Jean Ferguson Carr

  • Professor Emerita

Jean Ferguson Carr, a professor emerita, wrote and taught in composition, women's studies, history of the book, literacy, and literary studies, focusing on 19th-century American constructions of literacy and letters. She was co-editor, with Dave Bartholomae, of the Pittsburgh Series in Composition, Literacy, and Culture, and faculty advisory for a digital collection, “19th-century American Schoolbooks.” In 2010, she won the Provost’s Award for Excellence in Mentoring, for her work with doctoral students. She has twice been part of initiatives that won the Provost’s Affirmative Action Award, once as co-director of the Chancellor’s Faculty Seminar on Diversity, and once as member and co-chair of PACWC, the Provost’s Advisory Committee on Women’s Concerns. She served as Director of Women’s Studies from 2007-13.

She is co-author (with Stephen L. Carr and Lucille Schultz) of Archives of Instruction: Nineteenth-Century Rhetorics, Readers, and Composition Books in the United States (Southern Illinois UP, 2005), which won the 2006 Mina Shaughnessy Prize given by the Modern Language Association. She was textual editor of two volumes of The Collected Works of Ralph Waldo Emerson (Harvard).

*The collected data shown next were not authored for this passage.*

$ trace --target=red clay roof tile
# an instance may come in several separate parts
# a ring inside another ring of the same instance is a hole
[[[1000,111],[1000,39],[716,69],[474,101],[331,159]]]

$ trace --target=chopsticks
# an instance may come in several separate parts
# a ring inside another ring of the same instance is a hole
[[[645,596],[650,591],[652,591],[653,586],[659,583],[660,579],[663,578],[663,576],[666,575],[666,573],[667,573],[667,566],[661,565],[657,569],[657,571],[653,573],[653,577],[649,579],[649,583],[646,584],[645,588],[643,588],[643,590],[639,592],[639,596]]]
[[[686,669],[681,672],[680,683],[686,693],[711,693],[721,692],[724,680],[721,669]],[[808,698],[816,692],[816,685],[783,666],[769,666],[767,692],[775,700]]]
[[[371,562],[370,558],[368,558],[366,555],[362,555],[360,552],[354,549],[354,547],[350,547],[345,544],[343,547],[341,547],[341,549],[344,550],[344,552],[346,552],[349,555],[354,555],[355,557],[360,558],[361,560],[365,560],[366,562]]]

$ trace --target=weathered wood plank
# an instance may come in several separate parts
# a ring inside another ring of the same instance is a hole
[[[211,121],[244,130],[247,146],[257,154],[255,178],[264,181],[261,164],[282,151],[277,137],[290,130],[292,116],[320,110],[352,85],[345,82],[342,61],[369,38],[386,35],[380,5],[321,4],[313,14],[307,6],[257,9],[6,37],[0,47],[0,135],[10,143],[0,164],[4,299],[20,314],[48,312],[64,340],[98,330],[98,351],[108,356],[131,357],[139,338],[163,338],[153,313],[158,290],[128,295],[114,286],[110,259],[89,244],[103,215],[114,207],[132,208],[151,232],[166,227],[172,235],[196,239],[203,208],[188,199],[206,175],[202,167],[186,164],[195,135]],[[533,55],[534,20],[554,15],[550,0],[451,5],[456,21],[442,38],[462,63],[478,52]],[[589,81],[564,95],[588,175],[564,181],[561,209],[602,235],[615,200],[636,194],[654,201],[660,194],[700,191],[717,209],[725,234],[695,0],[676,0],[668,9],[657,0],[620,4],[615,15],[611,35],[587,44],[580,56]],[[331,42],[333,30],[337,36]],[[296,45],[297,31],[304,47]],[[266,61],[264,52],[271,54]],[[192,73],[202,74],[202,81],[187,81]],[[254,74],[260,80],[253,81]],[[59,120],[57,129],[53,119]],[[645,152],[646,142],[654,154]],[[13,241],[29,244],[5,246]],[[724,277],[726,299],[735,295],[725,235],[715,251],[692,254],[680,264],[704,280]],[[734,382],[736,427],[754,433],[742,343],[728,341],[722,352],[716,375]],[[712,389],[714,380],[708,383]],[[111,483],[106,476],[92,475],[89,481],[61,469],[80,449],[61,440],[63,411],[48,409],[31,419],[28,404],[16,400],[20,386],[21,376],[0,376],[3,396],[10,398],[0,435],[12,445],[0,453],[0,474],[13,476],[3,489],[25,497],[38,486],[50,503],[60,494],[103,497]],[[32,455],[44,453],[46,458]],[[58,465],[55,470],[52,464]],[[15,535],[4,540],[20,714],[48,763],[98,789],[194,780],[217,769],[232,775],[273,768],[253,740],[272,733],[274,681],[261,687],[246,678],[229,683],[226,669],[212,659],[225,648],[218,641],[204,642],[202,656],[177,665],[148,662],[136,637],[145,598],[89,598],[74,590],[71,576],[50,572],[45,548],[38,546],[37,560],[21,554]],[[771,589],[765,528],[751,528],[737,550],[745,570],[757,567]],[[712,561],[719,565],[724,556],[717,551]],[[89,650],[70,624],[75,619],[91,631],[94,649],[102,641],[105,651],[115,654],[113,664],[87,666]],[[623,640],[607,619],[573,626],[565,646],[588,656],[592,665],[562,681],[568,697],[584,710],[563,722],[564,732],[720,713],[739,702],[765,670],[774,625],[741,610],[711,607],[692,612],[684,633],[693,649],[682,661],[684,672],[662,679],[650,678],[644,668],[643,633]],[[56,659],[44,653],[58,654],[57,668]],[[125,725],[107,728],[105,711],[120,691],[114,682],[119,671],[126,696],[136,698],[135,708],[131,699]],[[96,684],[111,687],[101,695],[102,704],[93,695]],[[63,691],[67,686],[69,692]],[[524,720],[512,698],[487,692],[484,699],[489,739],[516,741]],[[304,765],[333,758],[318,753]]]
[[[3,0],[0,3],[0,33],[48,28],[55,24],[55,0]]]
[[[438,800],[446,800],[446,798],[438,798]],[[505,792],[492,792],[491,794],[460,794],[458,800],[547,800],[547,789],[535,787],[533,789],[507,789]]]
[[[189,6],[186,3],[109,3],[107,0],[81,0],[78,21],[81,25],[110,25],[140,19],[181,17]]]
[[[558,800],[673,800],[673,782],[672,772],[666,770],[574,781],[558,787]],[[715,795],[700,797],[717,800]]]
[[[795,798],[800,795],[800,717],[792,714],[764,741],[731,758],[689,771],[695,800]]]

Her articles and chapters include: “Diversity and Disciplinary Practices,” “Nineteenth-Century Girls and Literacy,” “Rereading the Academy as Worldly Text,” "Writing as a Woman: Dickens, Hard Times, and Feminine Discourses," "The Polemics of Incomprehension: Mother and Daughter in Pride and Prejudice" (winner of the Howe Prize for Feminist Scholarship), "Cultural Studies and Curricular Change."

Jean received her PhD from the University of Michigan. 

Teaching:

Undergraduate Courses: Seminar in Composition, Uses of Literacy, Culture of American Literacy, Introduction to Critical Reading, Women and Literature, American Literary Traditions, American Literature to 1860, Seminars: The Common Reader, Literary Contests, Constructing Girlhood, Women and Literacy, Dickens, Women and Narrative (Women’s Studies).

Graduate Courses: Seminar in Pedagogy, Literature and Instruction, Culture of American Literacy, Archives of the English Curriculum, Reconstructing American Literature, American Renaissance, Scribbling Women/Classic American Authors, Anglo-American Cultural Exchange, Producing Books / Producing Subjects, The Novel in England, Novels and Novel Readers, History of the Book and Reading Practices, Gender Symposium, and Feminist Pedagogy (Women’s Studies).

Service:

Director of Composition (2013-18; 1999-2002), Director of Women’s Studies (2007-2013), Faculty Senate and Assembly (2005-08), Writing Study Advisory Committee, College Writing Board (1995-2001, Chair 1999-2001), College of General Studies Board (2003-06), Provost Advisory Committee on Women’s Concerns (2000-03, 2007-2010), Arts & Sciences Council (2005-08) , A&S Planning and Budget Committee (2006-2009), A&S Curriculum Review Committee (2004-05), Co-director, Chancellor’s Seminar on Teaching Diversity (1996-99), Provost’s Seminar on Teaching Diversity (2009-2013).